Date of Conferral

2015

Degree

Doctor of Education (Ed.D.)

School

Education

Advisor

Mohamed Tazari

Abstract

Special education (SPED) service providers in the military are often underprepared to use the needed assistive technology (AT) in the classroom. This concurrent mixed-method study sought to explore the attitudes, skills, and quality indicators of assistive technology (QIAT) among 19 currently employed military SPED certified multidisciplinary team members. The conceptual framework of this study was based on the professional learning community model, which holds that the team members work collaboratively to educate the families it serves. All team members completed a quantitative QIAT survey and open-ended questionnaire, and individual qualitative interviews were conducted with a subsample of 8 volunteer staff. QIAT survey data were descriptively analyzed, while questionnaire data were transcribed, open coded, and thematically analyzed. All data were triangulated and member checking and peer debriefing were used to strengthen validity and credibility of the findings. Survey data revealed teachers' willingness to utilize AT in the classroom, although qualitative data suggested that the multidisciplinary team lacked the knowledge to consistently and confidently utilize AT within their classes daily.
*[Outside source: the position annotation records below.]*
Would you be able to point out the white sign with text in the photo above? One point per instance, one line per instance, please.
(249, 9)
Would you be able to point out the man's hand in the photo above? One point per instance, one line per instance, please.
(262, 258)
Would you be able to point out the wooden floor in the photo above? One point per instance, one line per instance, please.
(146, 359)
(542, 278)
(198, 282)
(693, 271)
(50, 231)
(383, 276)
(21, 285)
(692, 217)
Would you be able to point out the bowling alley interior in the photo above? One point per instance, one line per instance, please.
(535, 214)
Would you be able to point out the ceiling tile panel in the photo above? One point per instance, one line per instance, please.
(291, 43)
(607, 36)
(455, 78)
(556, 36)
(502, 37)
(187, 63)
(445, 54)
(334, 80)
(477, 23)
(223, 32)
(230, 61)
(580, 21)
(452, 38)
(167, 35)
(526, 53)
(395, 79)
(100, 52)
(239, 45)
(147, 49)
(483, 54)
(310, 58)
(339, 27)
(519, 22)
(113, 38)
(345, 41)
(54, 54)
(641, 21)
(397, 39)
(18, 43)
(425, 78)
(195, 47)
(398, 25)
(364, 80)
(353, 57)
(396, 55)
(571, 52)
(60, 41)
Additional emergent themes included collaboration, viable resources, unifying guidelines, AT support, training, and guidance. Administrators at the local site can use these findings as guidance in the development of in-service and district AT trainings and support. Through consistent usage of these interventions, the military community can impact positive change in the lived experiences of SPED service providers and the families that it serves.